Materialism, often in league with politics and power-mongers, fails to account for much of human experience. The real danger, as White demonstrates, is when society simply accepts it because it comes from a white lab-coat. White, along with most of non-materialists, is not anti-science. Science clearly describes, in a pretty close approximation, the physical world we know. At least in the New Atheist camp, however, it doesn’t stop there. The take-no-survivors attitude causes problems because it is hoisted on its own petard of logic. The mind that is attempting to puzzle out science is immaterial. Mind does not equal brain. The cause and the result are easily confused. Flush with neuroscience’s success of describing the brain, we assume that science can also explain things as inexplicable as the nature of light, quantum mechanics, black holes, or the Tea Party.

White is not shy of talking about the elephant in the room. Consciousness is not a material phenomenon. If you are reading this, you know what I’m talking about. We are self-aware creatures. So seem to be some other primates, cetaceans, and corvids. If our minds could be quantified a lot of psychologist’s couches would be empty.
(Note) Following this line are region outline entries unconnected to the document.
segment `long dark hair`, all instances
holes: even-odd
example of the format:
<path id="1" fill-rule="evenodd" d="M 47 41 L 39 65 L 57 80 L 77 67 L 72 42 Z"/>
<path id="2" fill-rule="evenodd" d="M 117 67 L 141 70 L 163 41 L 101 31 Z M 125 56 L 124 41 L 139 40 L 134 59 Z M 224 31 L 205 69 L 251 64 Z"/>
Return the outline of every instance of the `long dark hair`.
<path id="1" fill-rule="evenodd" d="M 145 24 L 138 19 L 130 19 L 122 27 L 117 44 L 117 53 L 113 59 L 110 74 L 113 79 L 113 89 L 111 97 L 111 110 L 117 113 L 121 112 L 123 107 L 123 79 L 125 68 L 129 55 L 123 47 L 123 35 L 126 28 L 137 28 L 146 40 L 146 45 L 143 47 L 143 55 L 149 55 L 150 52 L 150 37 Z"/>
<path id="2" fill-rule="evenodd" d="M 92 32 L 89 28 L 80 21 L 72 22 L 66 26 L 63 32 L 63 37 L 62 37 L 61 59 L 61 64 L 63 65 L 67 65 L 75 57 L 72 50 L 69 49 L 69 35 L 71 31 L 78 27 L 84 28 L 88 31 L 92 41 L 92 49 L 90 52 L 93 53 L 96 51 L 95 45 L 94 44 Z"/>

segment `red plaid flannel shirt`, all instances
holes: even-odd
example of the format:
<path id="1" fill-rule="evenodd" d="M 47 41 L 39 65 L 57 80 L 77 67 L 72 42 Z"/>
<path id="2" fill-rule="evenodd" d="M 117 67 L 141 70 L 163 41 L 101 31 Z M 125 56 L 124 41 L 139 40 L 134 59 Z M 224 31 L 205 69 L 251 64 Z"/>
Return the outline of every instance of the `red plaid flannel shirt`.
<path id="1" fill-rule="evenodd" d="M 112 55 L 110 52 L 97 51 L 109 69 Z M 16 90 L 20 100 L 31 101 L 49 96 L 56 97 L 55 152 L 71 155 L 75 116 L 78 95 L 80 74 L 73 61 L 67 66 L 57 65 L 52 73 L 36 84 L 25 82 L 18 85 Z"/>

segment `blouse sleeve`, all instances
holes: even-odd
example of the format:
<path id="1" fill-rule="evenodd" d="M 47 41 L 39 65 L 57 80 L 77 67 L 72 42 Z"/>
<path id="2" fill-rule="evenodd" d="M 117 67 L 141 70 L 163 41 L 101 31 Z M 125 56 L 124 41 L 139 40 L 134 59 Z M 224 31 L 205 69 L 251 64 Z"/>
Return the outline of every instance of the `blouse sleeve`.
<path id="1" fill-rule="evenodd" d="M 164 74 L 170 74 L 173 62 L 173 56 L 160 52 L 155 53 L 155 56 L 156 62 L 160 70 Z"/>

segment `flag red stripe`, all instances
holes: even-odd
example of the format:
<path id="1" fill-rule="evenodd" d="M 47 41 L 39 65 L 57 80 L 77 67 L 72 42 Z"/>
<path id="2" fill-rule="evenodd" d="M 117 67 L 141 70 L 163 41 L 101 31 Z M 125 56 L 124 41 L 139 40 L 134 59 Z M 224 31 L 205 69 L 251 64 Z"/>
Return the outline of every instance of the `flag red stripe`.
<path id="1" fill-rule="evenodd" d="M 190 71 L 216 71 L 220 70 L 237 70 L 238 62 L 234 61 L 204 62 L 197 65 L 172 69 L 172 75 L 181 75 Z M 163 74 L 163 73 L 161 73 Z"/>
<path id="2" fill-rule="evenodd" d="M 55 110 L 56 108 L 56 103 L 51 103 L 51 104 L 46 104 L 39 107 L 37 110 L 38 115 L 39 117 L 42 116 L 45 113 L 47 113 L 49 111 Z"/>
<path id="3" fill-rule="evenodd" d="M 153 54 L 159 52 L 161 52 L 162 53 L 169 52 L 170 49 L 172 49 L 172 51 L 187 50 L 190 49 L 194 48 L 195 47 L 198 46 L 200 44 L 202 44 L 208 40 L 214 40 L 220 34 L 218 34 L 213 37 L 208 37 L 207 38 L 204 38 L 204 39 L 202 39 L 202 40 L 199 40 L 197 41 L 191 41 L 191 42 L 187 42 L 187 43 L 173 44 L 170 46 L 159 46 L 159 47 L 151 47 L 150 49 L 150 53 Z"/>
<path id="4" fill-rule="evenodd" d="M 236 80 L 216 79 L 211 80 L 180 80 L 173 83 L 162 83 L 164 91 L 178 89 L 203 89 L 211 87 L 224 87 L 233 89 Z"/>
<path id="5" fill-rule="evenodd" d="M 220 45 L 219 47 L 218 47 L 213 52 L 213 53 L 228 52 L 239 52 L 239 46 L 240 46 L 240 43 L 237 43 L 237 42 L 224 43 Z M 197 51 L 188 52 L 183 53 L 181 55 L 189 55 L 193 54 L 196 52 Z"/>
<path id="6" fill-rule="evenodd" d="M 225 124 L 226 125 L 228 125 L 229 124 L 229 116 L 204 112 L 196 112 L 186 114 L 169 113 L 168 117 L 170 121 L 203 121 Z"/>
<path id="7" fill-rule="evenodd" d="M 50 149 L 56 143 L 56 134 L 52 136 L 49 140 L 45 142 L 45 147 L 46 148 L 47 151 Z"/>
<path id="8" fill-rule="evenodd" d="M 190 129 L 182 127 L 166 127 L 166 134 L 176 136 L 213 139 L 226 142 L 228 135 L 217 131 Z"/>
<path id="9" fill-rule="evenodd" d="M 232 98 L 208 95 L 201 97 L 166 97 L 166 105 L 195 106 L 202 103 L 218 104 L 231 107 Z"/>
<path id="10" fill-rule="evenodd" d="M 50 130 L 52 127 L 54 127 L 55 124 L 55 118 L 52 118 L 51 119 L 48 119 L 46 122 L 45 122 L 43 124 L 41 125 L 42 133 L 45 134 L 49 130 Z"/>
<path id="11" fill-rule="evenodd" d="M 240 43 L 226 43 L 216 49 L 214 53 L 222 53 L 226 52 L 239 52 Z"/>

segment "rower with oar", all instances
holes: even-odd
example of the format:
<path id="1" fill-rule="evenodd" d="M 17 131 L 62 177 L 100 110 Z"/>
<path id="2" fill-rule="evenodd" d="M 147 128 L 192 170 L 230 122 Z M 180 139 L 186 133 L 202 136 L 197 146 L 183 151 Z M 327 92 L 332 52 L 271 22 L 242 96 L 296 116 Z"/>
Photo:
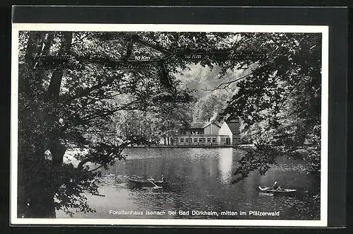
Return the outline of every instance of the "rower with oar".
<path id="1" fill-rule="evenodd" d="M 150 182 L 152 185 L 155 185 L 155 187 L 152 187 L 152 189 L 160 189 L 160 188 L 162 188 L 162 187 L 158 186 L 156 184 L 155 184 L 155 179 L 153 179 L 153 177 L 152 176 L 151 176 L 151 177 L 150 179 L 147 179 L 147 180 L 148 180 L 149 182 Z"/>
<path id="2" fill-rule="evenodd" d="M 282 190 L 282 188 L 280 186 L 280 184 L 278 184 L 278 182 L 277 181 L 275 181 L 275 184 L 273 184 L 273 189 L 275 191 Z"/>

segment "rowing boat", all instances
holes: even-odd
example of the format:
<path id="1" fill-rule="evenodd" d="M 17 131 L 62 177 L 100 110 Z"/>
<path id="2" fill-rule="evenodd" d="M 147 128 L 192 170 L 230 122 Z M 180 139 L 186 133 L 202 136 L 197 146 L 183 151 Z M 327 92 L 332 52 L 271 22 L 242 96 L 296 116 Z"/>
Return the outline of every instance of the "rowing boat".
<path id="1" fill-rule="evenodd" d="M 273 193 L 273 194 L 293 194 L 295 192 L 297 192 L 297 189 L 274 189 L 273 187 L 270 187 L 259 186 L 258 188 L 263 192 Z"/>
<path id="2" fill-rule="evenodd" d="M 136 186 L 150 186 L 150 187 L 154 186 L 153 184 L 151 183 L 149 180 L 134 180 L 130 178 L 128 178 L 128 180 L 135 184 Z M 153 181 L 153 183 L 155 183 L 157 186 L 161 186 L 161 187 L 165 186 L 168 184 L 167 182 L 161 180 L 155 180 Z"/>

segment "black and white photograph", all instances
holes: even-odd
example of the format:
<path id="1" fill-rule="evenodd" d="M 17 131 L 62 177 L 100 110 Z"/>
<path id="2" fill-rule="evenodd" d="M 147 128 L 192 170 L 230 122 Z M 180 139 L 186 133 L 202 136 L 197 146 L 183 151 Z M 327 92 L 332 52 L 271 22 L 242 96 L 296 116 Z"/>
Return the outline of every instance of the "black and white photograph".
<path id="1" fill-rule="evenodd" d="M 13 24 L 11 223 L 326 226 L 328 28 Z"/>

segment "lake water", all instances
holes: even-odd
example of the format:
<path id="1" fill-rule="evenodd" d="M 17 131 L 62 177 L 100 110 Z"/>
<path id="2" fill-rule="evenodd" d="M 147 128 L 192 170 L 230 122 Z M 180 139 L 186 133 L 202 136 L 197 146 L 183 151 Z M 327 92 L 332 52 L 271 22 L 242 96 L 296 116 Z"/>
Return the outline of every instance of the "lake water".
<path id="1" fill-rule="evenodd" d="M 279 165 L 272 166 L 265 175 L 253 172 L 244 180 L 232 184 L 237 160 L 243 153 L 236 148 L 127 148 L 124 153 L 128 155 L 126 160 L 117 161 L 108 170 L 102 170 L 99 190 L 105 197 L 87 195 L 88 204 L 97 212 L 78 213 L 73 218 L 320 219 L 320 197 L 313 199 L 320 191 L 320 176 L 308 173 L 300 159 L 279 158 Z M 127 180 L 151 176 L 159 180 L 161 174 L 169 182 L 162 189 L 135 187 Z M 275 181 L 297 192 L 289 197 L 259 191 L 258 186 L 270 187 Z M 114 214 L 112 211 L 136 213 Z M 166 214 L 147 215 L 146 211 Z M 181 215 L 179 211 L 190 211 Z M 192 211 L 216 211 L 219 215 L 196 216 Z M 264 218 L 249 215 L 251 211 L 279 211 L 279 215 Z M 168 214 L 169 211 L 176 213 Z M 222 211 L 238 215 L 220 215 Z M 245 213 L 239 216 L 240 212 Z M 56 217 L 68 216 L 59 211 Z"/>

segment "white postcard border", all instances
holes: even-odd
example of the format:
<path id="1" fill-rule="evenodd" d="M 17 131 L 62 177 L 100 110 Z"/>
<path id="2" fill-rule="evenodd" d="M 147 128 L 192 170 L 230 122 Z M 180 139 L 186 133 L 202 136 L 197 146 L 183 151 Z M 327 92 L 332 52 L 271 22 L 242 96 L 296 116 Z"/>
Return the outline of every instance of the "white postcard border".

Chemicals may affect the working of our brains and influence the performance of our minds, but when they wear off, it is still yourself staring back from the mirror the morning after. Those of us who spend our lives pursuing the humanities generally don’t try to take over science. It is very good at what it does. The world as we experience it—even the use of the word “experience” itself—is, however, more than physical. Even the New Atheists dream, and hope, and love. No matter what they may say, there is an inherent beauty in that.